British producer Jeremy Isaacs’s peerless documentary in 26 parts—each devoted to a single aspect of World War II—first premiered in the U.K. in 1973 and has never been off the air since. Few people exposed to its unforgettable footage, its exhaustive research, its unstinting moral voice, its views of the famous of the war, of the obscure who had had to live through it, would have any difficulty understanding why. Running through all that brilliance, binding it all together, is that narrative voice—Laurence Olivier’s. To listen to it again on the Fall of France episode, on French military miscalculations, on the Vichy government’s collaboration with the German invaders, is to be reminded again of that voice’s matchless capacity to exude contempt.
A few Saturdays ago there appeared—packaged somewhere between the Marines at Fallujah, “Sniper School” and another episode of “The World at War”—”War Dogs of the Pacific.” This documentary, on the hundreds of dogs donated by American citizens, given Marine training and sent off to places like Iwo Jima, Guadalcanal and Guam along with their handlers, would have been reason enough that day to stay riveted to the Military Channel.

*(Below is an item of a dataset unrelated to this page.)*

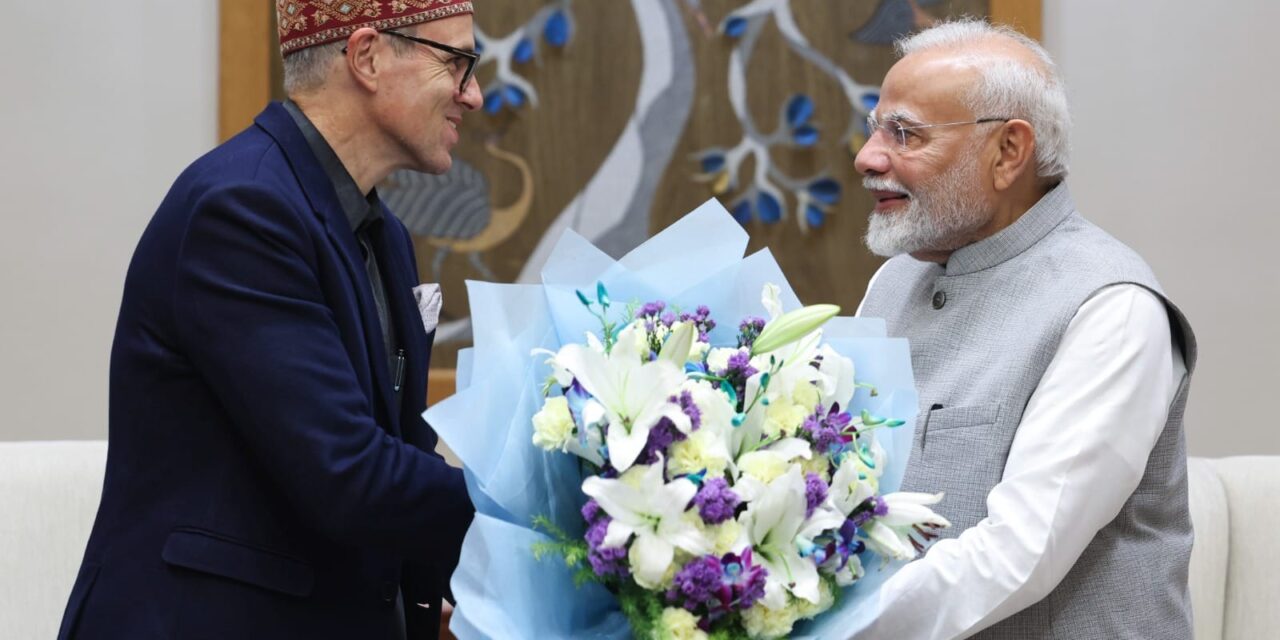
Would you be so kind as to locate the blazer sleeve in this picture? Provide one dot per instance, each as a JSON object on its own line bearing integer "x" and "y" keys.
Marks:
{"x": 254, "y": 320}
{"x": 430, "y": 580}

The dogs led the way on every patrol through the jungle, and their bond with their Marines, who returned the feeling, was enduring. An aged veteran of the Pacific campaign still misses the courageous animal to whom he owed, he says, his ability to maintain his sense of sanity in the jungle. “That dog,” he says, “was my psychiatrist.” A dog whose Marine buddy had been wounded would allow medics to treat him—but if the Marine died, it was no easy trick getting the growling animal to let anyone take the body. As far as the dog was concerned, a Marine veteran says, his job was to guard that man in death as in life.
It was the nature of that guarding that ensured that the Marine who had his beloved dog in his foxhole could sleep—no enemy was going to creep up. The Japanese feared the dogs more than any armed American. There is no better proof than the startling footage of the Japanese soldier who starts to obey when ordered out of a cave, hands up, in the mop-up operation on Saipan. He then rushes back in, after getting a look at one of the Marine dogs. If he doesn’t come out, the interpreter tells him, the dog will be sent in. This is enough to bring him out of the cave. That’s not the startling part. That comes when the surrendering soldier is seen bowing to the dog.